My current perception is that it's primarily bandwagon mentality promoting the above viewpoint. For instance, I was reading an article purporting to explain what object-oriented programming 'really' is, and they cited as part of their motivation for bringing this up the wildly popular "Goodbye, Object Oriented Programming"[0]; and while the first article was not what I would call a particularly deep discussion of the nature of OOP, the popular article it referenced (with 44k upvotes) was just laughably unsophisticated, uninformed, and rhetoric-laden. Every point he put forward had such a simplistic rebuttal that I had to wonder if he was intentionally setting up straw-men or just didn't know better.
So now it's on my mind: "is this the sort of thing folks are reading which has given them the idea that OOP has been disproven as effective?"
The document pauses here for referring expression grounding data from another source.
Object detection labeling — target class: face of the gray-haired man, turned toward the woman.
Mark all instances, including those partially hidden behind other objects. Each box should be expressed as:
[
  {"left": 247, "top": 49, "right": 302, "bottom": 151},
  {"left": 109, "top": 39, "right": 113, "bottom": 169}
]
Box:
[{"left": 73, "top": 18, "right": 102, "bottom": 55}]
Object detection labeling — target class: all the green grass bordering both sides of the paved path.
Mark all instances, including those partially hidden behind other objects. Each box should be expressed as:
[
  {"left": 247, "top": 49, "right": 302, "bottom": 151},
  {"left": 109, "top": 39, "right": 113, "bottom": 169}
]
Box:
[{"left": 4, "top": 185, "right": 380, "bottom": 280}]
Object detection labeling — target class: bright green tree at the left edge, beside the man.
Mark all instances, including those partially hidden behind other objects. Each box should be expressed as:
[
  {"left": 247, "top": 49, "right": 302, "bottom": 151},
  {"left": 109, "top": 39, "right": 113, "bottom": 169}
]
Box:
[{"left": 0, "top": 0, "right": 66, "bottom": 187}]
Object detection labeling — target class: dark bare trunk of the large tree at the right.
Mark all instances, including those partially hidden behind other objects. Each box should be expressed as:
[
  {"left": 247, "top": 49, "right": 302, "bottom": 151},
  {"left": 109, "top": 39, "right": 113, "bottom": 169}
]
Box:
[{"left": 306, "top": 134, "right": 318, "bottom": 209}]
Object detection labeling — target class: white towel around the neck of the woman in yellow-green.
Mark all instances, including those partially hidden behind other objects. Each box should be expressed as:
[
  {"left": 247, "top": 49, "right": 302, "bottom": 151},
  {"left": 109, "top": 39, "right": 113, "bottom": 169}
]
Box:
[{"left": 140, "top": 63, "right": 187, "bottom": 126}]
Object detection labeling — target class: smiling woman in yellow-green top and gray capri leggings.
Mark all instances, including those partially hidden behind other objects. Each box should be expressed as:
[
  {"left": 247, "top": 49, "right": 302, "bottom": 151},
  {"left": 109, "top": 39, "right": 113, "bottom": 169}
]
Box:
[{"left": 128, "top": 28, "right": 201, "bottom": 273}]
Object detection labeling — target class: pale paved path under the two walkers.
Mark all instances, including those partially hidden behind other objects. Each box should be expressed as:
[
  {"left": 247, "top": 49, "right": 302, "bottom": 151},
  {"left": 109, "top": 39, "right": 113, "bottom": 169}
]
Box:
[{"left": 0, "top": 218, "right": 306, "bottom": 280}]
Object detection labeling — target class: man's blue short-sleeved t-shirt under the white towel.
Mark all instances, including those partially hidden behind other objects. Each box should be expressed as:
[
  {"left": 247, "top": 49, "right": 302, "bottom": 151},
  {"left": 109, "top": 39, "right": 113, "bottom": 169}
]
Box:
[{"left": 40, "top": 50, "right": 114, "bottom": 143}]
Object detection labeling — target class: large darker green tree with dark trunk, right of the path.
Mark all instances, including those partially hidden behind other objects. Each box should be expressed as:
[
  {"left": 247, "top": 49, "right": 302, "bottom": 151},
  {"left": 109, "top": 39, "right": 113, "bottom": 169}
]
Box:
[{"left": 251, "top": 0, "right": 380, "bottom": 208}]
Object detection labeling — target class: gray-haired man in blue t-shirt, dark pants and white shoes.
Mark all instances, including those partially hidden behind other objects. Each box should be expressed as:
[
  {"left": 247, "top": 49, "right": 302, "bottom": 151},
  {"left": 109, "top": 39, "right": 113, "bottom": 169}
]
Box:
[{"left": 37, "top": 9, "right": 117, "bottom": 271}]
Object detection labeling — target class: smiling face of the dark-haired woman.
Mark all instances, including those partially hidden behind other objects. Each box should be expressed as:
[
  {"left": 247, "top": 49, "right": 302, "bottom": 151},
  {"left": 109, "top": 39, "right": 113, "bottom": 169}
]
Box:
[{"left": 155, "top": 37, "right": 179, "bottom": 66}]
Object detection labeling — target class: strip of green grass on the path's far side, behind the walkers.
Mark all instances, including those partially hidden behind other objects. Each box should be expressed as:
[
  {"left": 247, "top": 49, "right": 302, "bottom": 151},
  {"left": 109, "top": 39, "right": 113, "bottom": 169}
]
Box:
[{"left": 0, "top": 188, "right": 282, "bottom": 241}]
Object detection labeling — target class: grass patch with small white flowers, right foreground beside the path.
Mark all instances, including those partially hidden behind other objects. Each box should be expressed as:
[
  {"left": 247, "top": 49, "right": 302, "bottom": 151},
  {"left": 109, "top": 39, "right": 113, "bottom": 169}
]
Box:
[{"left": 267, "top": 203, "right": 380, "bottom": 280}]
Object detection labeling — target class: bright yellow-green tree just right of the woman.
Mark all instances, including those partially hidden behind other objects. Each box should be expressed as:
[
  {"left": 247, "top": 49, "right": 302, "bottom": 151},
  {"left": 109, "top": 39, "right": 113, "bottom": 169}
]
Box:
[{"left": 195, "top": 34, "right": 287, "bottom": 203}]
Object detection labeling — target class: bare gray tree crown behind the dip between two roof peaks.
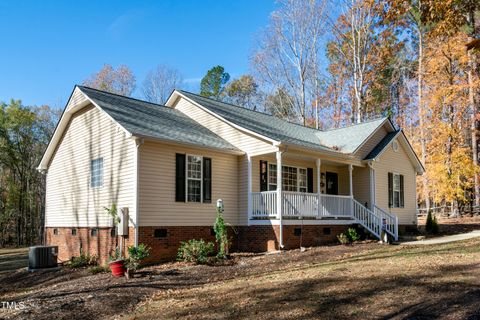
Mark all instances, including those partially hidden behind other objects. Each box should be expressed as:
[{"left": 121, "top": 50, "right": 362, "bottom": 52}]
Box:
[{"left": 142, "top": 65, "right": 183, "bottom": 104}]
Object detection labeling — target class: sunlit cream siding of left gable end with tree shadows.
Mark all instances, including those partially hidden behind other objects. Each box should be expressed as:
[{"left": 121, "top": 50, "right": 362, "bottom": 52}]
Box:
[{"left": 45, "top": 105, "right": 135, "bottom": 227}]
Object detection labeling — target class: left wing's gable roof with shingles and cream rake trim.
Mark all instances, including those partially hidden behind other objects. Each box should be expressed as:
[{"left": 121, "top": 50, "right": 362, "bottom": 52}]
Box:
[{"left": 38, "top": 86, "right": 243, "bottom": 169}]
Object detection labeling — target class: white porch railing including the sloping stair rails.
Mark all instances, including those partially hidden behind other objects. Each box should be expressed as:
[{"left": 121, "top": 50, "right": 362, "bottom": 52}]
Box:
[{"left": 251, "top": 191, "right": 398, "bottom": 240}]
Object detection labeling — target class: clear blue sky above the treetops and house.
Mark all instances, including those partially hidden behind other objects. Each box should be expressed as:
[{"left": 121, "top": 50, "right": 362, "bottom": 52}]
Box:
[{"left": 0, "top": 0, "right": 275, "bottom": 108}]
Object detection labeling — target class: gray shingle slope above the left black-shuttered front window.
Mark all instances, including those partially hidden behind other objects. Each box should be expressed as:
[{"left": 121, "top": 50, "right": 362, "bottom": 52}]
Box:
[{"left": 78, "top": 86, "right": 240, "bottom": 151}]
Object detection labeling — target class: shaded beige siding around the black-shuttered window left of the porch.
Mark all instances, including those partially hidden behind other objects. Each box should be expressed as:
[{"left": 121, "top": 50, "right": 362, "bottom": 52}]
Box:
[{"left": 139, "top": 140, "right": 239, "bottom": 226}]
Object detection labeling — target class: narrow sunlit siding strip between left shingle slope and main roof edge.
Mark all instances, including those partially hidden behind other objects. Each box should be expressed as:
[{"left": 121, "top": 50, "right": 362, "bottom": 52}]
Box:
[{"left": 173, "top": 97, "right": 277, "bottom": 154}]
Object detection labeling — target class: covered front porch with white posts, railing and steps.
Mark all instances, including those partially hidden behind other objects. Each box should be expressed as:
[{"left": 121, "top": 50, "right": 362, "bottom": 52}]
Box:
[{"left": 247, "top": 151, "right": 398, "bottom": 239}]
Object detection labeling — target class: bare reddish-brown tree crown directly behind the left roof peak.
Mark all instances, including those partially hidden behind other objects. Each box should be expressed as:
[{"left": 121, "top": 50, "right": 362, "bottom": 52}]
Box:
[{"left": 83, "top": 64, "right": 136, "bottom": 96}]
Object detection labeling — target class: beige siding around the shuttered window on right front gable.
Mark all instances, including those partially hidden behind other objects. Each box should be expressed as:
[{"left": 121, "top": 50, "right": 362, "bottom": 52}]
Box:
[{"left": 373, "top": 143, "right": 417, "bottom": 224}]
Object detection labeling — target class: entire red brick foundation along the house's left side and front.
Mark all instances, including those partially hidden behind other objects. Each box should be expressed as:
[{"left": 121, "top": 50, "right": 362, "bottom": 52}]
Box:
[{"left": 46, "top": 225, "right": 351, "bottom": 264}]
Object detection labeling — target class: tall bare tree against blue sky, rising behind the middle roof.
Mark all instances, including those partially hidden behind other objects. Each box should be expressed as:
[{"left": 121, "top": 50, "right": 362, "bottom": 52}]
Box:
[{"left": 252, "top": 0, "right": 325, "bottom": 125}]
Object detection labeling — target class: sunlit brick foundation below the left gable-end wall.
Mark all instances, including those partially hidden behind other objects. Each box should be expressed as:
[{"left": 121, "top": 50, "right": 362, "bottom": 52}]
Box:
[{"left": 45, "top": 227, "right": 135, "bottom": 264}]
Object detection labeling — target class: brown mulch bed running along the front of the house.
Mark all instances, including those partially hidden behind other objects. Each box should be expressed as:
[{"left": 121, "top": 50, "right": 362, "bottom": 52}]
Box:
[{"left": 0, "top": 243, "right": 378, "bottom": 319}]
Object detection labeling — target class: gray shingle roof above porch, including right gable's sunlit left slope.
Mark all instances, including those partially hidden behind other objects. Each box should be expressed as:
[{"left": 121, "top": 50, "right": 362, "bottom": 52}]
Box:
[{"left": 179, "top": 90, "right": 386, "bottom": 154}]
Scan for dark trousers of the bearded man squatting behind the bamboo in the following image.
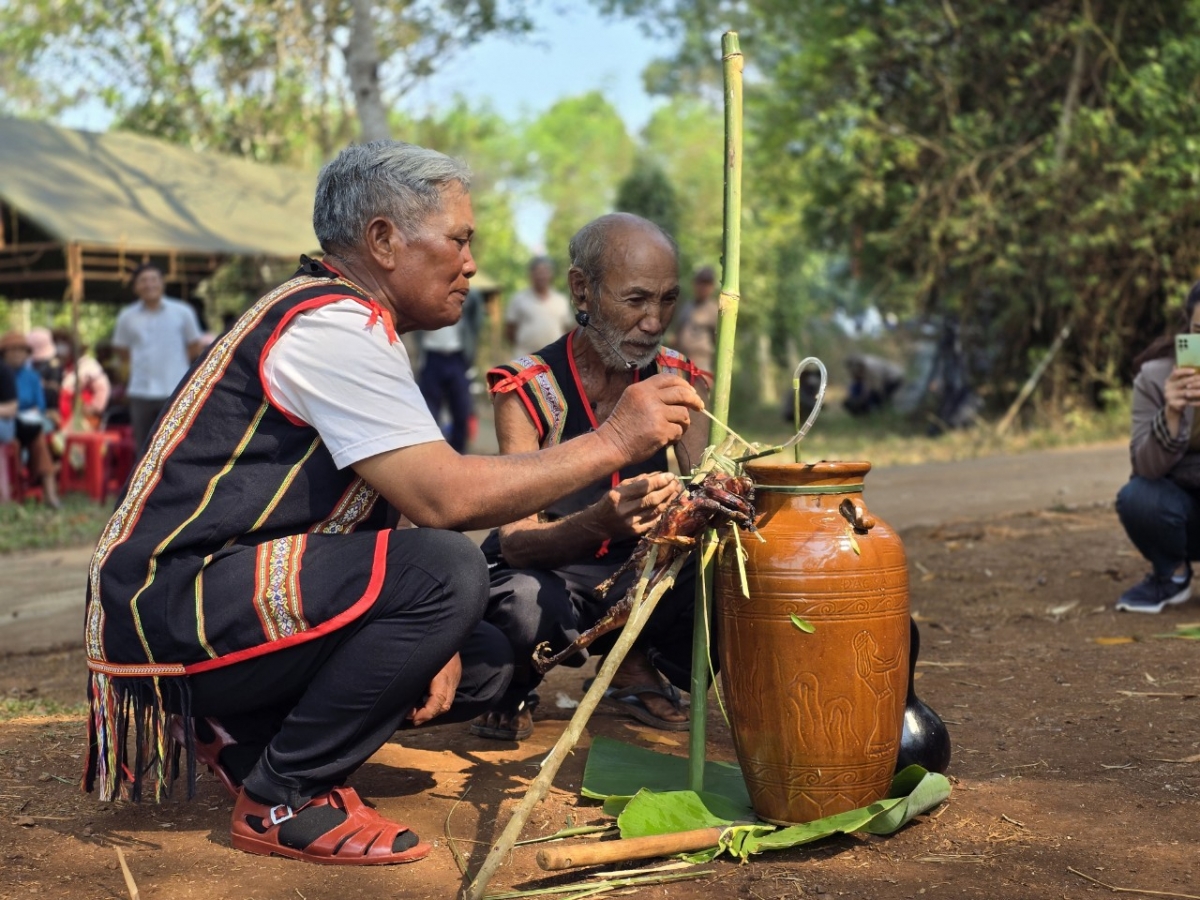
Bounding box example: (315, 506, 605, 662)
(485, 547, 700, 706)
Now I feel motivated to take a close look at the issue if there is a serious, well-informed dissection of the efficacy of OOP for modern developers. It would especially be valuable if instead of vaguely referring to inadequacies it also pointed out how alternate paradigms more successfully deal with specific points.
My current suspicion is, regarding OOP vs. functional: both can be used well or poorly, so a lot of it just comes down to the developer's ability to exploit their features—and the rest just depends on the domain you're trying to model. For instance, if that domain deals with a bunch of things that look and interact like objects, then OOP will probably be better; if it's mostly a complex, abstract computation, functional would be better.